I also want to say something about belonging, because I think it is a greatly underestimated factor in a child's growth. We know that learning is a vulnerable process. You only allow yourself to be vulnerable on a stage, in a classroom, on a field, when you trust that the people around you truly have your back. When the environment was built with you in mind. When your peers understand you in ways that peers at other schools simply may not. I've heard from so many of you over the years describing the moment your child finally raised their hand, joined the team, or walked out onto a stage. These moments matter enormously. They are often when a child quietly decides who they are allowed to be.

That sense of belonging is not incidental to a child's growth. It is the condition for it. When a child flourishes here, I occasionally see something interesting happen next. Sometimes families read that success as a sign to move on. I understand the impulse, and I'd offer a different consideration. That growth isn't happening in spite of this community. It is happening because of it. True self-advocacy doesn't appear out of nowhere, and we don't treat it as such. It is built slowly, through exactly these kinds of experiences, in exactly this kind of community. You cannot shortcut that process, and it is very hard to replicate it in an environment that wasn't designed around your child in the first place. We must always remember that a child only advocates for themselves once they fully understand, accept, and care enough about themselves to do so. That is what our Assets community is built to nourish. What happens here is not a rehearsal. The performance has already begun, and we all saw the results on opening night!

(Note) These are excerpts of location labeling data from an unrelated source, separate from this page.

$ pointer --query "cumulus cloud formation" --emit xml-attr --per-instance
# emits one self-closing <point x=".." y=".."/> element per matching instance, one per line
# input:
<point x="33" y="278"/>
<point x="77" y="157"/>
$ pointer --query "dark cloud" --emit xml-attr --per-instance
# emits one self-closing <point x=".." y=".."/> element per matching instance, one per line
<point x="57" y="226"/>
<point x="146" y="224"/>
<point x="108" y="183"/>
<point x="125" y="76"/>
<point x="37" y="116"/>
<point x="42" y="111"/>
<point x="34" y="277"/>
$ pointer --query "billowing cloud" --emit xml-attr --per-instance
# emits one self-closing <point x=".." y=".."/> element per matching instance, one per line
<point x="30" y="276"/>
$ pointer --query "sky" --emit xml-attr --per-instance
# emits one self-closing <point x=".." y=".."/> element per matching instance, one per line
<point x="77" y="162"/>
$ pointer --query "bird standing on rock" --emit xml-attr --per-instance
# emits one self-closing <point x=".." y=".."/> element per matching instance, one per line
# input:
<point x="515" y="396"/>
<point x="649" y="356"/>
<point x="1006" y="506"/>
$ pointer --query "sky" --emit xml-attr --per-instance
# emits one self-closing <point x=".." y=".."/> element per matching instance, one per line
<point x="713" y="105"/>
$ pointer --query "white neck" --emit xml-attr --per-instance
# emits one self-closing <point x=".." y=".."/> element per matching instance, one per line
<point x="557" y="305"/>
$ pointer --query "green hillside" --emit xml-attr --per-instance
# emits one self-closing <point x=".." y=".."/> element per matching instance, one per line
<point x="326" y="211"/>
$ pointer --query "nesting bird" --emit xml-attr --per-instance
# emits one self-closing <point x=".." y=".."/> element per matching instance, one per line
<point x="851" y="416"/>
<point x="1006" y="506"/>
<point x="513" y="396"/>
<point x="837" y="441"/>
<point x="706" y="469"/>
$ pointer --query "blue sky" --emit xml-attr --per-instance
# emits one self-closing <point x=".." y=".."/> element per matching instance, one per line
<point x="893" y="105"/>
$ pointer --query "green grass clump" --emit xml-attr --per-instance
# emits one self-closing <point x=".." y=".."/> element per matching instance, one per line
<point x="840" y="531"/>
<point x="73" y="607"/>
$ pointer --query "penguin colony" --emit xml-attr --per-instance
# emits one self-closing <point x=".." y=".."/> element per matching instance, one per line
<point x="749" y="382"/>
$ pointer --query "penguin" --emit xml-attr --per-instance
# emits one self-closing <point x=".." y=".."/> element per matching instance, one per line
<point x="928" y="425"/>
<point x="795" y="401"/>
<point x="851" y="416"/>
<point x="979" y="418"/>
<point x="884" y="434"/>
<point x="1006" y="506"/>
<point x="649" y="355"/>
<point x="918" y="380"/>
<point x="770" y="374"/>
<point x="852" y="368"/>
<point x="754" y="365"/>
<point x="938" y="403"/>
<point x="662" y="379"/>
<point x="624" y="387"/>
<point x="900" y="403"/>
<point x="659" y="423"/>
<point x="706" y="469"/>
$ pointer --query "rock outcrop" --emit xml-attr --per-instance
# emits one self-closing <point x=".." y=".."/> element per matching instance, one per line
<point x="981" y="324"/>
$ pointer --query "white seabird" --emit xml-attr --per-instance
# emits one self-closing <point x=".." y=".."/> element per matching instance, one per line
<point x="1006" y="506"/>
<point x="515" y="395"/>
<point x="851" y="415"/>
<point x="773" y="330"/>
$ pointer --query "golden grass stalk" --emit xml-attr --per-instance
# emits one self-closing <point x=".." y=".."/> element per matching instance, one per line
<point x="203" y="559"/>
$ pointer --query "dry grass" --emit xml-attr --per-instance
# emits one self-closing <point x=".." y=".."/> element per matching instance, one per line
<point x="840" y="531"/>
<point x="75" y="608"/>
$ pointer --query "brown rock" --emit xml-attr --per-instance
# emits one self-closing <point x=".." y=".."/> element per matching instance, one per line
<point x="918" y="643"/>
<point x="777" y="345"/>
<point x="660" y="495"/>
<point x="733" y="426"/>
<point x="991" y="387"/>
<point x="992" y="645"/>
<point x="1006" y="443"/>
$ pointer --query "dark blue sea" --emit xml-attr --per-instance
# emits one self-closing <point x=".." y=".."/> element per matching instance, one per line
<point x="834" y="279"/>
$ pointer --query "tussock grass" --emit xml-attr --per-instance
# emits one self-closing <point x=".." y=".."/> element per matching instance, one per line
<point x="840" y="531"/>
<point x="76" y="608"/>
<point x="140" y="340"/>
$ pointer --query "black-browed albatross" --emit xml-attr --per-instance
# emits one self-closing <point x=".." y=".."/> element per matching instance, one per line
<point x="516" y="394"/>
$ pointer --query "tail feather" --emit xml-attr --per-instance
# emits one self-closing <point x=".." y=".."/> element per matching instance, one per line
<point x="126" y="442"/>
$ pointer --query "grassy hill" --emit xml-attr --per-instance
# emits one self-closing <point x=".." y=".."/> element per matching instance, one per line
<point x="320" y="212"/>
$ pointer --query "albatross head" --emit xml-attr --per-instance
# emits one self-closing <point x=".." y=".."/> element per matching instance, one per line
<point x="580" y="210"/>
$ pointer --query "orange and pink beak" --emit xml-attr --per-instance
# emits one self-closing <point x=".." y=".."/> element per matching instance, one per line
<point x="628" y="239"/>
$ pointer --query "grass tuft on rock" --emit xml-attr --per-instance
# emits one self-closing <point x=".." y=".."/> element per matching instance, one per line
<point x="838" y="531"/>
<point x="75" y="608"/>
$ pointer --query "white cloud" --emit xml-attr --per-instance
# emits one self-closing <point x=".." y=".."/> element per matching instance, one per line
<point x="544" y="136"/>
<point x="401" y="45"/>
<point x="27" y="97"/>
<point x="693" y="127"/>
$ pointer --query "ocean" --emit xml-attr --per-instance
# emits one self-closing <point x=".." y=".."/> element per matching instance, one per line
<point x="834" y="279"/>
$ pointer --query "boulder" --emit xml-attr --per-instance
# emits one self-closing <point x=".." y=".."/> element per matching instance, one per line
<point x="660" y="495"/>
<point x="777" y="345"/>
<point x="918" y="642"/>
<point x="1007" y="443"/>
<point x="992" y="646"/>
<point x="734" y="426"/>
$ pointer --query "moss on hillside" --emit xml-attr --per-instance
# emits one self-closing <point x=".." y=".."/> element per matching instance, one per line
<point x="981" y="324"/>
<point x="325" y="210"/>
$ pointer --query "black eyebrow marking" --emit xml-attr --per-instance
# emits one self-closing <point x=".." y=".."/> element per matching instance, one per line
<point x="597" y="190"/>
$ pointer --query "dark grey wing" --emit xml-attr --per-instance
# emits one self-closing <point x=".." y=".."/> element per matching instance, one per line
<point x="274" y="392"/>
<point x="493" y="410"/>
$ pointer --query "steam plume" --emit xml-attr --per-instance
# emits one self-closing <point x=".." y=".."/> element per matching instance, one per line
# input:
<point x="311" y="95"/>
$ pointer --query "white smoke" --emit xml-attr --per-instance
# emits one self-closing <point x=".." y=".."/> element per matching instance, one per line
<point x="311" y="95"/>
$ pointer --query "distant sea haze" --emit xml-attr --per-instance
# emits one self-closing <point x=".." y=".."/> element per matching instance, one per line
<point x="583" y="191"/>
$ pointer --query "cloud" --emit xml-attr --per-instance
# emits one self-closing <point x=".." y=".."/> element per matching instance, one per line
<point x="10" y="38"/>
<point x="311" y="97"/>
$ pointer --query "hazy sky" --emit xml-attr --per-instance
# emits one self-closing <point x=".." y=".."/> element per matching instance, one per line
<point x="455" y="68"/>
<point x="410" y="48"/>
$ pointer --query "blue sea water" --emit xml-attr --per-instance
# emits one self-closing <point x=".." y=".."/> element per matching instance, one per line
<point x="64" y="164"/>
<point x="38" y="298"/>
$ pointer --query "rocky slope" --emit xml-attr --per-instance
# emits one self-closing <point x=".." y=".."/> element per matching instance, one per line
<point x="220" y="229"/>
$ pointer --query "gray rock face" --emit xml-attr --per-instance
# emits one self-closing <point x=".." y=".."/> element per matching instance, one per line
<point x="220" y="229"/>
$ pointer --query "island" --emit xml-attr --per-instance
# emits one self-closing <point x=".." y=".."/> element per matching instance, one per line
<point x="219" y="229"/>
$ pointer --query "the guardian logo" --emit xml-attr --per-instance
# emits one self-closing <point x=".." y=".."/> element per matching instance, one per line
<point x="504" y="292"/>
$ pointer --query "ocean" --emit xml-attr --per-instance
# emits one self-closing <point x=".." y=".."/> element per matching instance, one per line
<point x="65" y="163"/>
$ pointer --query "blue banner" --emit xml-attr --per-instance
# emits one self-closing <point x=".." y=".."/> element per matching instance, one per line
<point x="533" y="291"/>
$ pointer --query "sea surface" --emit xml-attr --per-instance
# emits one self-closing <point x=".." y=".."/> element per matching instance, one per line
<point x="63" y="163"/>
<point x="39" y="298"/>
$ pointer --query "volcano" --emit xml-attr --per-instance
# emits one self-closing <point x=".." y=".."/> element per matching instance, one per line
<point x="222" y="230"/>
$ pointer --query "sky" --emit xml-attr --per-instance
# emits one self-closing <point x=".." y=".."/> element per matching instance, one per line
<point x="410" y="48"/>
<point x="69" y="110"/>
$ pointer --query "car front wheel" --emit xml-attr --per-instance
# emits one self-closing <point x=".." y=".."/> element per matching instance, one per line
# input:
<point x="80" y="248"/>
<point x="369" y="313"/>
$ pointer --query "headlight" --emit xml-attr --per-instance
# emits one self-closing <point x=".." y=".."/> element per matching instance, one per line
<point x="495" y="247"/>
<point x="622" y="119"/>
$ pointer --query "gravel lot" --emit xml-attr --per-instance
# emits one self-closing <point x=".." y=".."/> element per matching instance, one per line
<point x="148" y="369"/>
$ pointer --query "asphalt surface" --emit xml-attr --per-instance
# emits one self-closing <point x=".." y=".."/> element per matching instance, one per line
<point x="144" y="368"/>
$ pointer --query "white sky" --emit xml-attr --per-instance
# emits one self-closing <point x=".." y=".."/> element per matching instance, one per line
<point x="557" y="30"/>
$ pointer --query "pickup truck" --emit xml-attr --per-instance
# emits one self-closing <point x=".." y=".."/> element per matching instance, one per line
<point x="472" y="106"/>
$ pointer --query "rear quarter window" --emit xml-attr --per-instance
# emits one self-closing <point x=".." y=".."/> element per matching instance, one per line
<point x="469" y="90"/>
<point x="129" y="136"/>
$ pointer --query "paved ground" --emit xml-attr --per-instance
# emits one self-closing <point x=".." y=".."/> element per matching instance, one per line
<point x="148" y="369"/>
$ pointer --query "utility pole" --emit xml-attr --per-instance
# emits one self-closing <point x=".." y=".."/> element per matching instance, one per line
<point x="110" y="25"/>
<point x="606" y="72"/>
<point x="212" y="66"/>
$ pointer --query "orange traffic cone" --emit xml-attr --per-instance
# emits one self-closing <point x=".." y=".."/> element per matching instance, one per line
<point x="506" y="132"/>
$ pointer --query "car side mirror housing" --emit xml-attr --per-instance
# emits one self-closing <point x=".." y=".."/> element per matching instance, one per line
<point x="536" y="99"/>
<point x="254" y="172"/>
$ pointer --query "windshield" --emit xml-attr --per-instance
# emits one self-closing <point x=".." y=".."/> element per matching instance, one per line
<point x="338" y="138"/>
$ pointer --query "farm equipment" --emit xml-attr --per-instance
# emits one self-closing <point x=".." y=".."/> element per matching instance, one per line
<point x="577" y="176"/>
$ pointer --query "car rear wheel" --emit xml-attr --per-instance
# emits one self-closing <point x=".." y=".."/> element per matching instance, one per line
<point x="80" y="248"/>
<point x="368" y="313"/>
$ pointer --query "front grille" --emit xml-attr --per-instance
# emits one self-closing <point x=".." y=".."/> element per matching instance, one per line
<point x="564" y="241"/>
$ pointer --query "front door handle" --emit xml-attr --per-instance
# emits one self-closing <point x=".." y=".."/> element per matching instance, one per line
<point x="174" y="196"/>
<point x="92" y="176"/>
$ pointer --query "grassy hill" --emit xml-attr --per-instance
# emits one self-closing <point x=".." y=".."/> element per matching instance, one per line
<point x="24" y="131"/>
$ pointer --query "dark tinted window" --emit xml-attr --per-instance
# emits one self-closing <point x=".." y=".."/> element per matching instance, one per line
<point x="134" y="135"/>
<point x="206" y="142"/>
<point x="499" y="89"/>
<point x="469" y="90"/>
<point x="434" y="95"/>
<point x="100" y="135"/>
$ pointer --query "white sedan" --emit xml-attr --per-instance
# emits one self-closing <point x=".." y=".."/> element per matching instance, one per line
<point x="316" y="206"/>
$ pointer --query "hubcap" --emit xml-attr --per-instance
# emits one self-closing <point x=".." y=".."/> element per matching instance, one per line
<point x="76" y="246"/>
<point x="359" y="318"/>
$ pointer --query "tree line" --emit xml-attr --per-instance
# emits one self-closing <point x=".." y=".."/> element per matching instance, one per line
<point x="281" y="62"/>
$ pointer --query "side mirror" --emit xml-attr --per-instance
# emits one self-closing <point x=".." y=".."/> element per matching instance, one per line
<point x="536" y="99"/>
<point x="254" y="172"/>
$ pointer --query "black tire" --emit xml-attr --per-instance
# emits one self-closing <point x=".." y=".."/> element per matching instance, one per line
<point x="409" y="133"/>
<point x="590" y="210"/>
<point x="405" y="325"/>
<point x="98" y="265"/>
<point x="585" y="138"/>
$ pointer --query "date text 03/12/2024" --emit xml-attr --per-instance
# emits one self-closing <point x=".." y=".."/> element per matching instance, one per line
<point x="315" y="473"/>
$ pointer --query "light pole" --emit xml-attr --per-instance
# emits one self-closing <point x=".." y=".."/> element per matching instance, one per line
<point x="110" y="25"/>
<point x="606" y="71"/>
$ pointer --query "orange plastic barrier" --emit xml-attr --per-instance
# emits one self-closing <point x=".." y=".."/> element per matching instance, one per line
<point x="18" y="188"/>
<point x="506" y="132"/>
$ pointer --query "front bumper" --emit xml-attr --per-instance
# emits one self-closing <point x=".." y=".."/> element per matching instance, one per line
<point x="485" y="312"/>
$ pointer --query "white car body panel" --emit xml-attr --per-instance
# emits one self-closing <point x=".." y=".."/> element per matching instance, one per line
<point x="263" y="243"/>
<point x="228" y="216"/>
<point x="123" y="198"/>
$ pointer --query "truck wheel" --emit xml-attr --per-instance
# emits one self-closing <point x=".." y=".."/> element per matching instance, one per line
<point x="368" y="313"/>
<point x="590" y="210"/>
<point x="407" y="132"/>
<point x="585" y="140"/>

And our older students know it. You can see it in the way they invite the younger ones in, support them, actively building their capacity. As Mary Church Terrell said, we are lifting as we rise.

Last year, our high school robotics team won the state championship. Whenever someone asked me to comment, I said the same thing: we were proud of the hard work, but the reason we celebrated it wasn't to boast about the medals or banners. It was because a competition happened to externally validate something we already knew about our students. We see that brilliance every single day. The Hobbit is the same story, and I’m glad three sold out audiences were there to see it with their own eyes. 

So when people ask me why Assets, this is my answer. It isn't only what we know about learning differences, though that expertise matters deeply. It's the belief system that expertise produces. The sometimes quiet, sometimes loud, but always clear conviction that your child contains more than even they know yet.

As Thorin says: "There is more in you of good than you know, child of the kindly West. Some courage and some wisdom, blended in measure."

That's how our teachers see your children. Every single day.